NARRADO POR MURALHA
(o homem que carrega a cidade nas costas, mas só se ajoelha por uma mulher)
A cidade ficou pra trás.
Luz demais, gente demais, história demais.
No retrovisor, só a poeira subindo.
Na frente, estrada.
Do lado, ela.
Alana.
Fagulha com pavio curto e orgulho comprido.
A gente não trocou mais que duas palavras desde que entrou na BR.
Mas não precisava.
Cada silêncio entre nós era um grito preso na garganta.

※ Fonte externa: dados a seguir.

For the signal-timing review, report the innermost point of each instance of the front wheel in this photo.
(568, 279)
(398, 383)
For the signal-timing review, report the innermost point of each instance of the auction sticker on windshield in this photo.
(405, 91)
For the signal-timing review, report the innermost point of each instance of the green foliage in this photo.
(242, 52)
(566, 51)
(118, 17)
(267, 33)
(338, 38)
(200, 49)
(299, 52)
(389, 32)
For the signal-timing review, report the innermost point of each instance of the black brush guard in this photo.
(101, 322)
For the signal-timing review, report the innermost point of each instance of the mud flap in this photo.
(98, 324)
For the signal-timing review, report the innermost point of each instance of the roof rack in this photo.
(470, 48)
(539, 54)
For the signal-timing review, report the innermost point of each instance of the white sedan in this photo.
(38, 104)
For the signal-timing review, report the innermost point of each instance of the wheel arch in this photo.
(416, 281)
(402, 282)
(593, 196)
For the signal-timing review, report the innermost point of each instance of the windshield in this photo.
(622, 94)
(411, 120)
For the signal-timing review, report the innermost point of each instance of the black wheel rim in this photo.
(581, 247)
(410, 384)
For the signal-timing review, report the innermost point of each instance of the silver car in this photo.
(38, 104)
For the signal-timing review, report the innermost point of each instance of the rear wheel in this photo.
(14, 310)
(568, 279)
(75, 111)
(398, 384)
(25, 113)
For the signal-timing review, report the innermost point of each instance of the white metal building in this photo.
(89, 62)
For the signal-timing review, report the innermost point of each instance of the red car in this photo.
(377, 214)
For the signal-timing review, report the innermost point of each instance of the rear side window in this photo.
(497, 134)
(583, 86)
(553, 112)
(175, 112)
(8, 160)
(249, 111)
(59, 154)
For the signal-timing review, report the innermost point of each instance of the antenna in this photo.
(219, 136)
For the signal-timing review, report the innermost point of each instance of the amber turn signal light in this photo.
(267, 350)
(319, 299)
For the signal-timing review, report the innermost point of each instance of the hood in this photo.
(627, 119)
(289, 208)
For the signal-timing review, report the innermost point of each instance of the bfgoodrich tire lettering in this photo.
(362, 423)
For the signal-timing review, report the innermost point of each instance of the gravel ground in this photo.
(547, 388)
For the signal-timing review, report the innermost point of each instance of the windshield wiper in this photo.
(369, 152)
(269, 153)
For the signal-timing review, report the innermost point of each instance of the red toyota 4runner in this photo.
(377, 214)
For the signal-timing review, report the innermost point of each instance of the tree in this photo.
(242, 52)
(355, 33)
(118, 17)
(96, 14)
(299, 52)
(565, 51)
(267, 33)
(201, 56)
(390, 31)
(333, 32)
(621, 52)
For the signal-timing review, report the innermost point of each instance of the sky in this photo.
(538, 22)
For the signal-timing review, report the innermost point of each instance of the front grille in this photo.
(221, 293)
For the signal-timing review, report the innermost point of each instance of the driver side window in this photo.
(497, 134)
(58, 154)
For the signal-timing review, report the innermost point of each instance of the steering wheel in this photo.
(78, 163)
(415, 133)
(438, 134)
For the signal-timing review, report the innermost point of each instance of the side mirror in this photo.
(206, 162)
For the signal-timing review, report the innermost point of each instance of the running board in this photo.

O rádio tocava alguma coisa lenta, grave.
Tipo nós dois: em ponto morto por fora, engatado no inferno por dentro.
Ela ajeitou o vestido mais uma vez, cruzou as pernas, virou o rosto pro vidro.
Mas eu sabia: cada movimento dela era pra testar minha paciência.
— “Vai rodar muito ainda?” — ela perguntou, finalmente.
— “Quase lá.” — respondi, sem tirar os olhos da estrada.
Ela bufou. Aquele bufar que só ela sabia dar: metade desprezo, metade provocação.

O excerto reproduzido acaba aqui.